Desde hace más de 15 años, el gasto en I+D ronda el 0,4% del PIB, de los cuales menos del 30% proviene del sector empresarial (el promedio de la OCDE supera el 65%). En capital humano, Chile apenas avanza un puesto (del 57 al 56), se mantiene en el 62 en investigadores por millón de habitantes y cae del 58 al 73 en graduados en ciencia e ingeniería. En la relación entre ciencia e industria, Chile retrocede del puesto 37 al 69 en colaboración en I+D, y cae al lugar 100 -de 139 países- en publicaciones conjuntas entre universidades y empresas. Es decir, la ciencia chilena se produce en las universidades, pero rara vez llega a la economía.
La carta de los 400 pedía también una institucionalidad sólida y políticas de largo plazo. Hubo avances: se creó el Ministerio de Ciencia, la ANID reemplazó a Conicyt y un nuevo Consejo Nacional de CTCI reemplazó al CNID. Pero esta estructura, en apariencia robusta, no ha logrado articular un verdadero sistema. La ANID es criticada por su baja eficiencia, el ministerio ha tenido cuatro titulares en tres años y el Consejo, absurdamente, por ley solo entrega estrategias al final de cada gobierno para que otro las ejecute.

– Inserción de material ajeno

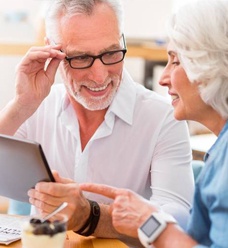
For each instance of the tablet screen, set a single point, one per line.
(22, 165)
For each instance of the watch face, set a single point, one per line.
(150, 226)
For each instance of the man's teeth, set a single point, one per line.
(98, 89)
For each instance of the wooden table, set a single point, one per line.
(76, 241)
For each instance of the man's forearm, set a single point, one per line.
(105, 229)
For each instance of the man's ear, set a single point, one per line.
(47, 41)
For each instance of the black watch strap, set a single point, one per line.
(92, 221)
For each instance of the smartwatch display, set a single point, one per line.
(153, 227)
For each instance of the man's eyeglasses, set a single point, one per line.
(107, 58)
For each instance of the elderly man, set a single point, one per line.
(99, 126)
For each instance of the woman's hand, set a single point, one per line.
(129, 210)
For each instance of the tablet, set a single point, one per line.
(22, 165)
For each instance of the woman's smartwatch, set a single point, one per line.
(153, 227)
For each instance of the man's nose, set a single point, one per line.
(165, 77)
(98, 71)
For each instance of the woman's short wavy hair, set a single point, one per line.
(68, 8)
(199, 32)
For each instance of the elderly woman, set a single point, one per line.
(197, 77)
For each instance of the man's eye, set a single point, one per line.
(81, 58)
(175, 63)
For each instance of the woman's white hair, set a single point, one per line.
(68, 8)
(199, 32)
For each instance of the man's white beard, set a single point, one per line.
(95, 103)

Hoy el sistema de I+D+i chileno sigue siendo disperso, inestable y sin una normativa integral que lo ordene ni le dé continuidad más allá de los ciclos políticos. Urge una ley marco de ciencia e innovación que asegure coordinación interministerial, coherencia y políticas de Estado, como se pedía hace 10 años. En ese contexto, una de las dos prioridades legislativas del Ministerio de Ciencia -el proyecto de ley de transferencia tecnológica- podría ser un buen punto de partida, siempre que no limite su alcance a los fondos administrados por la ANID y dirigidos a instituciones de educación superior, sino que establezca un estatuto unificado para todos los fondos públicos de I+D+i. Así, Chile dejará de ser un país que investiga sin transformar, que forma talento sin aprovecharlo y que invierte en conocimiento sin convertirlo en desarrollo.